O segundo capítulo aborda os aspectos metodológicos da pesquisa, descrevendo o contexto em que esta foi gerada, seu tempo de duração, desenvolvimento, as perspectivas metodológicas adotadas, bem como os instrumentos utilizados, dentre eles entrevistas, fotos e outros. Além de caracterizar a população envolvida e destacar os critérios utilizados na seleção dos contos e o que buscamos explorar através deles.

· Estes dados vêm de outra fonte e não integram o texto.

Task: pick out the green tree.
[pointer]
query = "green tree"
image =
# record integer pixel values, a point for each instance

O terceiro capítulo mostra o universo simbólico dos contos indígenas e africano-brasileiros, revelando a visão de mundo dessas civilizações e a importância da tradição oral na cultura desses povos. A ideologia da escrita e o recalque à alteridade própria são questões que também foram abordadas no capítulo, bem como as diferenciadas formas de comunicação nessas culturas, reveladas e destacadas na dimensão ético-estética dos contos.

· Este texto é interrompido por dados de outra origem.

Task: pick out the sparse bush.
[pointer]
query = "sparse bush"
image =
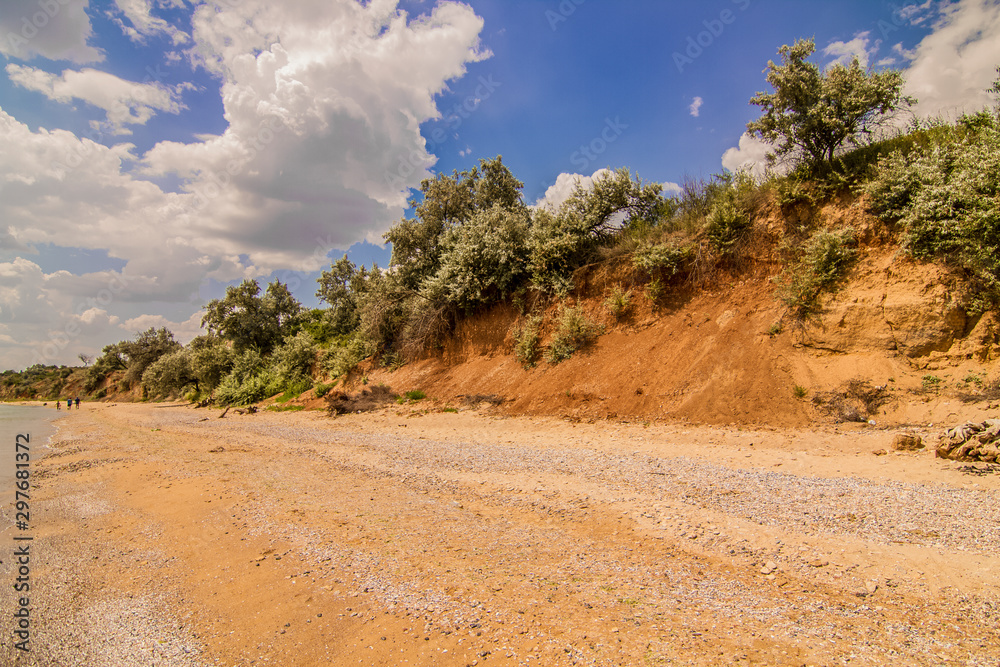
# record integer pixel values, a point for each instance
(293, 360)
(250, 381)
(211, 360)
(411, 396)
(654, 290)
(855, 401)
(527, 340)
(573, 332)
(618, 302)
(931, 383)
(170, 374)
(825, 261)
(342, 359)
(726, 224)
(339, 403)
(946, 198)
(661, 258)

O quarto e último capítulo dedica-se a relatar as construções e vivências dos contos e de seus desdobramentos metodológicos com as crianças na ACRA. Contemplando, assim, as linguagens, territorialidades, estética, elementos éticos, filosofia e as impressões das crianças ao longo dessa experiência. Por fim, a conclusão que trouxe aspectos que evidenciaram as nossas impressões diante das inúmeras e enriquecedoras possibilidades pedagógicas a partir da perspectiva dos contos, que valorizam e resgatam linguagens e heranças civilizatórias milenares dos povos aborígines e africanos.
O tema desenvolvido nesta pesquisa assume grande relevância, sobretudo devido à urgência de se afirmar os valores identitários civilizatórios dessas comunalidades que se constituem um pólo irradiador de novas e transformadoras perspectivas às gerações futuras locais e outras além de seus limites territoriais. Esta análise tem a intenção e responsabilidade de intervir de forma significativa e reflexiva, nos campos de debate a cerca das possibilidades estratégicas lúdico-estéticas a serem desenvolvidas em âmbitos educacionais, de forma a contemplar a diversidade cultural de nossa nação.
Equipe PRODESE no encerramento da oficina DAYÓ:Pluralidade Cultural e Educação na Bahia.Da esquerda para direita:Daniela Cidreira,Jackeline Pinto do A. Divino,Narcimária Luz,Sara Soares e Magno Santos.
Pretendemos, portanto, a partir do que foi anunciado da trajetória de “Compondo linguagens e valores para a educação através dos contos indígenas e africano-brasileiros”, proporcionar ao leitor(a) a percepção da riqueza civilizatória herança desses povos, aproximando o educador contemporâneo de perspectivas metodológicas e práticas didático-pedagógicas que contemplem e valorizem as linguagens constituídas a partir do universo simbólico aborígine e africano-brasileiro. Além de aprofundar a arkhé da territorialidade de Itapuã, promovendo assim o fortalecimento da auto-estima e identidade das nossas crianças, geração sucessora e herdeira desse imenso patrimônio cultural.